Utilization of grafts in the treatment of gingival recession. Periodontics.
6:152, 1968
The purpose of this paper is to report some basic concepts developed in plastic surgery for grafting over avascular areas and to derive from these a technique for the treatment of gingival recession.
- Phenomenon of Bridging - in cases requiring coverage of exposed roots, a small part of the recipient bed will be the avascular root surface. To prevent necrosis over this avascular area, the graft must receive circulation from the adjacent vascular portions of the bed. This result in graft survival over the avascular area is known as the phenomenon of bridging.
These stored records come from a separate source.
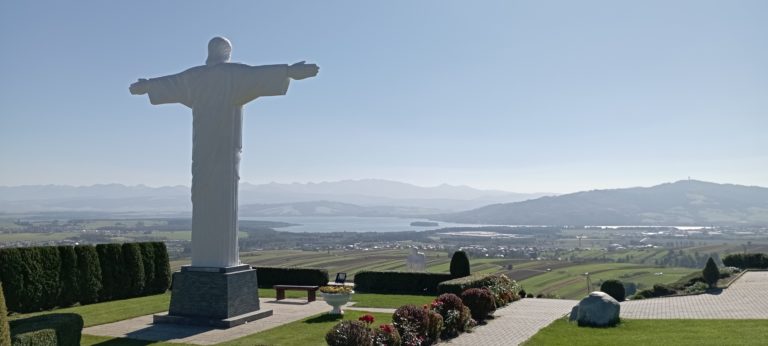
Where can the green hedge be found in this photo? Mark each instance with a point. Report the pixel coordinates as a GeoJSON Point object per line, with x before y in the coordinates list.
{"type": "Point", "coordinates": [747, 261]}
{"type": "Point", "coordinates": [51, 329]}
{"type": "Point", "coordinates": [162, 272]}
{"type": "Point", "coordinates": [41, 278]}
{"type": "Point", "coordinates": [457, 286]}
{"type": "Point", "coordinates": [68, 276]}
{"type": "Point", "coordinates": [88, 274]}
{"type": "Point", "coordinates": [399, 282]}
{"type": "Point", "coordinates": [5, 330]}
{"type": "Point", "coordinates": [270, 276]}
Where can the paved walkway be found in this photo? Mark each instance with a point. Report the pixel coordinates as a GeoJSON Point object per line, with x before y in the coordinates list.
{"type": "Point", "coordinates": [516, 322]}
{"type": "Point", "coordinates": [744, 299]}
{"type": "Point", "coordinates": [141, 328]}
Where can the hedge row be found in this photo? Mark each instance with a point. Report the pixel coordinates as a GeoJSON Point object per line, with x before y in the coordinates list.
{"type": "Point", "coordinates": [747, 261]}
{"type": "Point", "coordinates": [41, 278]}
{"type": "Point", "coordinates": [459, 285]}
{"type": "Point", "coordinates": [270, 276]}
{"type": "Point", "coordinates": [399, 282]}
{"type": "Point", "coordinates": [51, 329]}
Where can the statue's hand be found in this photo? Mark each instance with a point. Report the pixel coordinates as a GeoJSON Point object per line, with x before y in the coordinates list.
{"type": "Point", "coordinates": [139, 88]}
{"type": "Point", "coordinates": [301, 70]}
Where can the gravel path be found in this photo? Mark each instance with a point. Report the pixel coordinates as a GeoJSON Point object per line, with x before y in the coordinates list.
{"type": "Point", "coordinates": [744, 299]}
- Classification of Gingival Recession - it can be classified according to depth and width into four general morphologic categories 1) deep wide recession, 2) shallow wide recession, 3) deep narrow recession, 4) shallow narrow recession. The most difficult to treat is the deep wide recession. There is two and three point collateral circulation , 3 point will maintain approximately 1-2 mm of new keratinized tissue over the apical portion of the deep wide recession.
- For the deep narrow recession extending into the alveolar mucosa, theoretically two-point collateral circulation should bridge the narrow avascular area. The shallow narrow recession is usually maintained by conservative therapy.
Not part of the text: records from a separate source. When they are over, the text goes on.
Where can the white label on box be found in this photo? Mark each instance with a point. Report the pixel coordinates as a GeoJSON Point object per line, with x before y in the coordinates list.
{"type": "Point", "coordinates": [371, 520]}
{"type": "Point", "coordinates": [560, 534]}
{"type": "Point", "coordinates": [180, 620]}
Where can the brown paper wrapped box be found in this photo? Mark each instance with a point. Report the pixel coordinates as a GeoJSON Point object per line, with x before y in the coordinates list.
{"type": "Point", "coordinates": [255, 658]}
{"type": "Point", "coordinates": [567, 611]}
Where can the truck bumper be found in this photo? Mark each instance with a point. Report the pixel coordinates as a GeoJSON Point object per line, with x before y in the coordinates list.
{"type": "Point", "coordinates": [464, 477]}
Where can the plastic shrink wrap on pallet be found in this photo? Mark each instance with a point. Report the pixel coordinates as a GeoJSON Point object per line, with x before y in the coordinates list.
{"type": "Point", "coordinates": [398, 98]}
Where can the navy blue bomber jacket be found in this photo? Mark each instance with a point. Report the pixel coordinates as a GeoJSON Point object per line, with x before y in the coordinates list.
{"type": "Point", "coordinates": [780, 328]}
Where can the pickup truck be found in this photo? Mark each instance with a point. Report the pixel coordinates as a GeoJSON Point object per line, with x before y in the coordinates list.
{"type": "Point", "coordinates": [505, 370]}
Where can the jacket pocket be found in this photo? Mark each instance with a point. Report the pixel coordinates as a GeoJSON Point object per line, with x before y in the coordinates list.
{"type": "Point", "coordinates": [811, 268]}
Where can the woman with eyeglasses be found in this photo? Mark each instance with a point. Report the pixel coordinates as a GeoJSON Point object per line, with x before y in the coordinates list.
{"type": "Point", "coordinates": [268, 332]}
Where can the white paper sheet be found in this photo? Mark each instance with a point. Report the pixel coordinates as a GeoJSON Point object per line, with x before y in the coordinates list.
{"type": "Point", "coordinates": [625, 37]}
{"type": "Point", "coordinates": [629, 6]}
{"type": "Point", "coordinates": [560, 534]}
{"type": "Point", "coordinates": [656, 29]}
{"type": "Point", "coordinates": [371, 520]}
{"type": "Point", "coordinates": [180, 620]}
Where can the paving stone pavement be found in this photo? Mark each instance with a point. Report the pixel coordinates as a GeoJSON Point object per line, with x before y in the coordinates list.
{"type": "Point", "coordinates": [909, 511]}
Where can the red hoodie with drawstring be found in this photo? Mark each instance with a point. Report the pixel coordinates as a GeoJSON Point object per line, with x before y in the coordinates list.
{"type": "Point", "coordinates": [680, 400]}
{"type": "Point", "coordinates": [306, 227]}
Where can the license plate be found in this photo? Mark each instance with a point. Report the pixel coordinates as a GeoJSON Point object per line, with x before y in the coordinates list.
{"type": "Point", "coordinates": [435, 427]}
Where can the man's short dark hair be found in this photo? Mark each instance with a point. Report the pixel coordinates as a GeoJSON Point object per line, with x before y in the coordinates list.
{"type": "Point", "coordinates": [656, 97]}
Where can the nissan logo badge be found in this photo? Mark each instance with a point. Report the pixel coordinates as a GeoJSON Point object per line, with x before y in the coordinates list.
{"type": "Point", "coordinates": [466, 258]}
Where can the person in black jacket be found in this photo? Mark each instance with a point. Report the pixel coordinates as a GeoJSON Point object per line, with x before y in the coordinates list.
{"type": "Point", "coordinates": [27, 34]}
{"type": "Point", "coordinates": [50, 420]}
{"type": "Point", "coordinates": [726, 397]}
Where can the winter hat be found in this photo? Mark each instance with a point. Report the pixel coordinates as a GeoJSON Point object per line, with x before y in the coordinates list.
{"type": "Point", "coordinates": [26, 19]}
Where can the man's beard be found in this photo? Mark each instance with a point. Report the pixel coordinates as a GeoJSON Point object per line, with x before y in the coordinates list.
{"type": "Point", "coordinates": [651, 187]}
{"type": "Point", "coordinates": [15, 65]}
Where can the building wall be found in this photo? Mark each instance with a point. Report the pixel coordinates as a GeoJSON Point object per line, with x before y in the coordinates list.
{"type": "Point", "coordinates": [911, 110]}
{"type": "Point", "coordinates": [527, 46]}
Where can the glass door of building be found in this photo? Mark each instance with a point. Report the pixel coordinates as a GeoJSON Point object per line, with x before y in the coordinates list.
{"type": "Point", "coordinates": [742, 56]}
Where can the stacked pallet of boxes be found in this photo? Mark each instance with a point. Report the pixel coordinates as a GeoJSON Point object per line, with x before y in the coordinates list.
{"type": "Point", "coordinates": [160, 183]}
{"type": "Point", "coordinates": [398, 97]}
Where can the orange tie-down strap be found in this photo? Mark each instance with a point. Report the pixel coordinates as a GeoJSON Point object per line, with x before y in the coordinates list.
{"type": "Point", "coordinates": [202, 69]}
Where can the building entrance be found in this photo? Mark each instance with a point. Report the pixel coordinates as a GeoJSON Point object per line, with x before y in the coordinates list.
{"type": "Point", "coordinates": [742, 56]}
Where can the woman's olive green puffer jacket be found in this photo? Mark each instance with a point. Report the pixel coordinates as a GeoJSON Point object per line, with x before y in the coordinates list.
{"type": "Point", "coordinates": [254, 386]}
- Surgical Technique - Modification techniques- 1) surgical correction of existing soft tissue deformities by gingivoplasty-gingivectomy. Osteoplasty through incisions may be used to correct any minimal osseous defect. 2) the beds apical margin should be placed several millimeters apical to the apex of the recession. 3) the avascular root should be curetted as the final step.
- Donor Site - Bridging often requires a large amount of tissue, usually from the palate. The thinner graft will be able to survive longer periods without circulation. However greater graft resistance to future functional stress is related to the greater thickness of its lamina propria.
- The author uses intermediate split-thickness gingival graft in cases where, for esthetic consideration, it is desirable to attempt to cover large avascular areas or maximum bridging is desired.
- Placement of the graft - Where esthetics is a problem or optimal bridging is expected, the coronal margin of the graft should be placed at the level of the marginal tissue on the adjacent teeth. If not then 2-3 mm apical to the apex of the recession.
- Immobilization and postoperative care - need adequate stabilization and intimate contact of the graft and its bed should be obtained w/o placing sutures in the area directly adjacent to the bridged tissue.